Quelles sont les zones à risque obligatoire de déclaration ?

Depuis la loi ALUR du 24 mars 2014 (article L. 133-7 et suivants du Code de la construction et de l'habitation), les préfets délimitent des zones où la mérule est présente. La Bretagne, la Normandie, le Nord-Pas-de-Calais, la Nouvelle-Aquitaine et certaines vallées humides sont particulièrement concernés. Une information du préfet aux maires est obligatoire ; les communes peuvent dresser un état des risques inclus dans l'ERP.

Le diagnostic mérule est-il obligatoire à la vente ?

L'état des risques (ERP, ex-ERPI) inclut la mention mérule pour les biens situés dans une zone définie par arrêté préfectoral (article L. 271-4 CCH). Le diagnostic technique mérule n'est pas obligatoire mais fortement recommandé. Le vendeur qui dissimule une infestation connue commet un dol (article 1137 du Code civil) et engage sa garantie des vices cachés (articles 1641 et suivants du Code civil).

Combien coûte le traitement de la mérule ?

Le coût d'éradication varie de 5 000 € à 60 000 € selon l'ampleur. Une infestation localisée à un sous-sol coûte 4 000-9 000 €. Un foyer étendu sur poutres et planchers atteint 15 000-30 000 €. Une charpente entière contaminée peut nécessiter 40 000 à 80 000 € de remplacement avec assèchement structurel. Toujours faire appel à une entreprise certifiée CTB-A+ avec garantie décennale traitement.

Que faire si je découvre la mérule après l'achat ?

Trois leviers existent. Action en garantie des vices cachés contre le vendeur (article 1641 CC), action en dol si dissimulation prouvée (article 1137 CC), action en responsabilité contre le diagnostiqueur si l'ERP n'a pas mentionné le risque alors que la commune était listée. Délais : 2 ans à compter de la découverte pour les vices cachés (article 1648 CC). Constituer le dossier avec rapport d'expert mérule certifié.

La PNO couvre-t-elle la mérule sur un bien loué ?

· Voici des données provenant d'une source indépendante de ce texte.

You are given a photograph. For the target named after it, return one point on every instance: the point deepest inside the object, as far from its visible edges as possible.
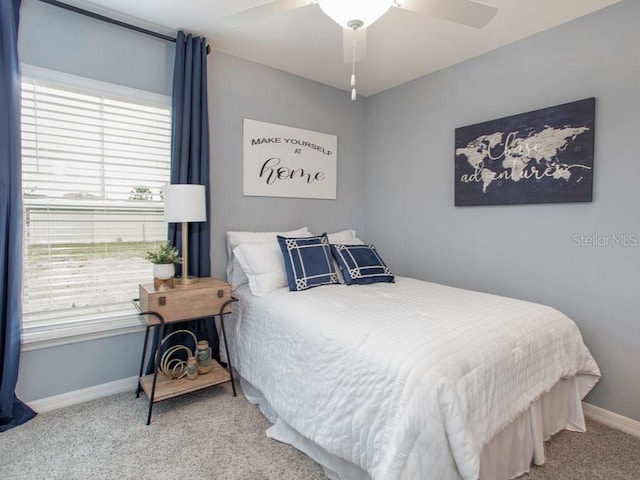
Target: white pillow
(344, 237)
(235, 273)
(263, 265)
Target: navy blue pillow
(361, 264)
(308, 262)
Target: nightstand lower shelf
(167, 388)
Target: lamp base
(186, 281)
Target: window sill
(47, 336)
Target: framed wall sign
(544, 156)
(282, 161)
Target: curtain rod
(110, 20)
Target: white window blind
(93, 165)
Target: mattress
(408, 380)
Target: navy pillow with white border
(361, 264)
(308, 262)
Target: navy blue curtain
(12, 411)
(190, 165)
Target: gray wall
(240, 89)
(237, 89)
(527, 251)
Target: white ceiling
(401, 46)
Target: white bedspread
(406, 380)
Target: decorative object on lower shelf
(192, 368)
(203, 356)
(175, 368)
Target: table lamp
(184, 204)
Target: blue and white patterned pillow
(361, 264)
(308, 262)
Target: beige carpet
(212, 435)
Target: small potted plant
(163, 258)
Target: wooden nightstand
(209, 297)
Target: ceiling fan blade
(360, 45)
(465, 12)
(269, 9)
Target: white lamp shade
(343, 11)
(184, 203)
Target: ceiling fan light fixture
(348, 13)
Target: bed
(408, 379)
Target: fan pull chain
(353, 67)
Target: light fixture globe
(354, 13)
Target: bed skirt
(508, 455)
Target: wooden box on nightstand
(184, 302)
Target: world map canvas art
(544, 156)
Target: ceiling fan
(356, 15)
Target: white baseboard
(84, 395)
(611, 419)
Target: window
(94, 159)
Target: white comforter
(407, 380)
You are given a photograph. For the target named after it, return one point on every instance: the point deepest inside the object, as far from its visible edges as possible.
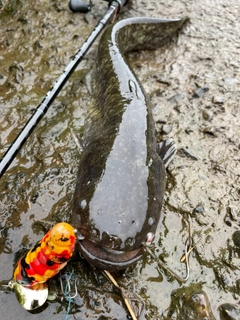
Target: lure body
(47, 257)
(121, 178)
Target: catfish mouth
(111, 260)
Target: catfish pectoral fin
(101, 258)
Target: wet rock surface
(190, 303)
(36, 43)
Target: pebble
(199, 92)
(166, 129)
(229, 311)
(207, 115)
(190, 304)
(236, 238)
(218, 100)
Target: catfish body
(121, 178)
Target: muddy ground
(194, 88)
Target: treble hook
(67, 291)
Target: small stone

En garantie principale, non — mêmes exclusions que la MRH. Mais certaines PNO bailleur premium proposent une option « champignons lignivores et mérule » avec plafond 10 000-25 000 €. Pour les biens situés en zone à risque déclarée par arrêté préfectoral, négociez explicitement cette extension à la souscription. À défaut, prévoyez une provision travaux dans votre comptabilité foncière.